— Добрый вечер, мисс Баркли, — кивнул он. — Надеюсь, вас не беспокоит моя игра на скрипке?
— Абсолютно не беспокоит, мистер Моретти. Днем меня почти не бывает, а ночью вы отсутствуете. Я только удивляюсь, почему вы питаете слабость к печальным мелодиям?
— Хочу взять своеобразный реванш за то, что ночи напролет играю танцевальную музыку. Если вдуматься, вся наша жизнь — от румбы до реквиема. — Он галантно раскланялся и вышел за дверь.
Мистер Моретти так бледен, словно кто-то держит его в темной комнате, подумала Крессида и, обернувшись, заметила, что мисс Глори наблюдает за ней, стоя в дальнем углу холла.
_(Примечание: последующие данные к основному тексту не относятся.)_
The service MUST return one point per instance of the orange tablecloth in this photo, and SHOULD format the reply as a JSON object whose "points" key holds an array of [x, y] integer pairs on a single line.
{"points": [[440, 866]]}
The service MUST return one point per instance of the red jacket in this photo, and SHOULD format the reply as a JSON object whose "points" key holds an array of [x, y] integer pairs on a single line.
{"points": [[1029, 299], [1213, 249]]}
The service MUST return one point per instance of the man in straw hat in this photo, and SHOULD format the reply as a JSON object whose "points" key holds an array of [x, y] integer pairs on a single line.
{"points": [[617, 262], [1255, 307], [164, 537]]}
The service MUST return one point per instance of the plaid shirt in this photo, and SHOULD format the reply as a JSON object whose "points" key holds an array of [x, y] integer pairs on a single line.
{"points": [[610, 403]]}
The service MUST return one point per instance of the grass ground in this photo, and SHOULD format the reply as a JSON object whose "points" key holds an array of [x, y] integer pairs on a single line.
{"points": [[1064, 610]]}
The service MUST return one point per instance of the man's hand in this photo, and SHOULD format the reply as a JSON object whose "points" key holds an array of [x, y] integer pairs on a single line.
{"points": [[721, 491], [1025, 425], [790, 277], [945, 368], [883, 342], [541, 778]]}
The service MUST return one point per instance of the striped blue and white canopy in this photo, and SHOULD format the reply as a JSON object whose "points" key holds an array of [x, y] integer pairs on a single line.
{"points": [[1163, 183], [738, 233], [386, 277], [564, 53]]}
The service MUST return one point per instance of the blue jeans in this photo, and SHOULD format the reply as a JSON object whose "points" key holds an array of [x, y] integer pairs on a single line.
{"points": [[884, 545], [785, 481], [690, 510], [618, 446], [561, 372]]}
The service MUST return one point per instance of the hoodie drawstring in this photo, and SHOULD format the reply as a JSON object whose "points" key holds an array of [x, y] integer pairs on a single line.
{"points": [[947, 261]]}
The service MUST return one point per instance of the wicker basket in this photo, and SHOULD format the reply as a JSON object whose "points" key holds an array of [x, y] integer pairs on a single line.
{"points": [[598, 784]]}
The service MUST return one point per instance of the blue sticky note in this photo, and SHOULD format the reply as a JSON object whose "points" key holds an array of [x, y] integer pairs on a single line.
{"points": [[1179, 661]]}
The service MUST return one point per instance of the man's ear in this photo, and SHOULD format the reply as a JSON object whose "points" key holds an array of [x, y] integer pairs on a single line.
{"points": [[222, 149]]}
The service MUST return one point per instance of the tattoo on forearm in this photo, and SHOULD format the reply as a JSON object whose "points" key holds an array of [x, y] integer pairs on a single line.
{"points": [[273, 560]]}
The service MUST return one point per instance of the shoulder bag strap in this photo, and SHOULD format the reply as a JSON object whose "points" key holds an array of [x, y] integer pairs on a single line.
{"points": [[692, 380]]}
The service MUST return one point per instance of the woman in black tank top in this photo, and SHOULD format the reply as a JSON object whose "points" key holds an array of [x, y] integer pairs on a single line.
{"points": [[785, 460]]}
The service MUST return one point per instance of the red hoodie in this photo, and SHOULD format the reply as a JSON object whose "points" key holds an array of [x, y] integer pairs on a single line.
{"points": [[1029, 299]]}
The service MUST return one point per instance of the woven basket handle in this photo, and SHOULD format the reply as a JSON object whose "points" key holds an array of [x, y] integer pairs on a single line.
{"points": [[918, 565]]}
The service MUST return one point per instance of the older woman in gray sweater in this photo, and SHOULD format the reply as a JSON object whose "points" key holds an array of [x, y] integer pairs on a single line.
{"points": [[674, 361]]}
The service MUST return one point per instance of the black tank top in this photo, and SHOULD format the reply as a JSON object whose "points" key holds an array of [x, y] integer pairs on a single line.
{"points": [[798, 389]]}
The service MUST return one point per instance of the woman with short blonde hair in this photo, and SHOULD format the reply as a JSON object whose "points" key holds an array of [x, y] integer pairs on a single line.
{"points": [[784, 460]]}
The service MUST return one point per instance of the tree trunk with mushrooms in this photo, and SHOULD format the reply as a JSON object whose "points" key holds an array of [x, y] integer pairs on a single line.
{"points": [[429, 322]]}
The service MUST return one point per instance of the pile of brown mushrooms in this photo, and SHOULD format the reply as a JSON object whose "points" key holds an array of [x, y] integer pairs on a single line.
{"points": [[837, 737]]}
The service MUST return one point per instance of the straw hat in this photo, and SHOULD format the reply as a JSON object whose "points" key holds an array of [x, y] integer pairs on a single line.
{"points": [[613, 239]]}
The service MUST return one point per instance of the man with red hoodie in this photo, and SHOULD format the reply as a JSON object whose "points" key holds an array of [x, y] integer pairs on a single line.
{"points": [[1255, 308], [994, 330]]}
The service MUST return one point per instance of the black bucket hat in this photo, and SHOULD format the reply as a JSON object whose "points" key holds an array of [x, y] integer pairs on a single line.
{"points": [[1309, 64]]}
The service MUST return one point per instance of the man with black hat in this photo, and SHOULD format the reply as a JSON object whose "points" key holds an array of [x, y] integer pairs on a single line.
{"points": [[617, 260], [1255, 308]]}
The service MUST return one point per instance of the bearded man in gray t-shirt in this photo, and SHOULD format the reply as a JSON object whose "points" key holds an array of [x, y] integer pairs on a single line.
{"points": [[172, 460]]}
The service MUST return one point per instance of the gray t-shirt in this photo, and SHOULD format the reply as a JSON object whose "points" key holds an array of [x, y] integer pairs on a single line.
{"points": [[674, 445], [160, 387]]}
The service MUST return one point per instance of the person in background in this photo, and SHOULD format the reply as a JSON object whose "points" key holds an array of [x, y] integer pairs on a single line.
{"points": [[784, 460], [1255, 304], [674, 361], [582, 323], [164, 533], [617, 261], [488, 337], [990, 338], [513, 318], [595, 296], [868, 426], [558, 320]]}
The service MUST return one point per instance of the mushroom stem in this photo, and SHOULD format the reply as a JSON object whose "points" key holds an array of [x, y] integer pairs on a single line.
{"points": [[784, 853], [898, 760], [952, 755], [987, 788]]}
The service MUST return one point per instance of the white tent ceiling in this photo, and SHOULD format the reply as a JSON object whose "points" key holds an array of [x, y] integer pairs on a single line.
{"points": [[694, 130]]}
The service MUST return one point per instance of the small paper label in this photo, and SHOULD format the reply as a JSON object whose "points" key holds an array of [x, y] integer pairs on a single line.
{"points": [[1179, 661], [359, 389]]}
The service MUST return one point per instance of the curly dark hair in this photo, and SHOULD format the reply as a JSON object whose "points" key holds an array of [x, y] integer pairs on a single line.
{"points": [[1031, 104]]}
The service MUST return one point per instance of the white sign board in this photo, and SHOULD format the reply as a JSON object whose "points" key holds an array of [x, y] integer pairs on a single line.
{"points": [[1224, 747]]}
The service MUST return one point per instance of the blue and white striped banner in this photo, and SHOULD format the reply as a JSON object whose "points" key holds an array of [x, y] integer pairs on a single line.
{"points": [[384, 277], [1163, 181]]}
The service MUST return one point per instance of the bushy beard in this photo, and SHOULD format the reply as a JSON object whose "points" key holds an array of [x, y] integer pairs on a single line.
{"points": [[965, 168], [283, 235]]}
Мисс Глори, конечно, влюблена в этого странного человека, ведущего ночной образ жизни. Внезапно Крессида поняла, что симпатизирует и даже завидует обоим. Это, наверное, так чудесно, быть влюбленным, получать удовольствие от мимолетного взгляда, от каждой интонации голоса. И не имеет значения, выглядит твой избранник как король или как гусеница. И тут Крессида сделала открытие, что вовсе не влюблена в Тома и никогда не была влюблена. Она с горечью осознала, что даже не имеет представления о красоте этого чувства и что Том ей не пара.
Теперь она могла написать историю Люси. Крессида инстинктивно чувствовала, что в жизни Люси была сильная романтическая любовь.
В комнате Люси она смотрела на постель, ждущую хозяйку, на свежие цветы, на нить жемчуга, которая, казалось, еще хранит тепло девичьей шеи, на аккуратно сложенный пеньюар… Вдруг Крессида вспомнила последнюю фразу мистера Моретти: «Жизнь от румбы до реквиема». Конечно, он говорил о Люси! Он что-то знает и намекнул, полагаясь на сообразительность собеседницы.
Крессида решила более тщательно просмотреть дневник. Почему в середине прерывалась нумерация страниц? На одной странице запись датировалась третьим апреля, а на следующей стояло десятое июля. Целых три месяца! Что произошло за это время? Какие откровения Люси хранили эти страницы? Кто посчитал за лучшее их уничтожить?
Крессида, дрожа от волнения, ринулась было к Арабии, но передумала. Она представила себе ее отчужденный взгляд и высокомерный тон: «Неужели я могла уничтожить что-то, написанное Люси? Знаете ли вы, чего мне стоило перенести безрадостные дни после ее смерти, найти в себе силы жить?»
Не хватало страниц дневника и не хватало могилы. Интуиция подсказывала Крессиде, что она на верном пути. Девушка начала лихорадочно выдвигать ящики комода: перчатки, чулки, носовые платки, шелковое белье. Где-то среди вещей Люси должен быть ключ к разгадке событий тех трех месяцев.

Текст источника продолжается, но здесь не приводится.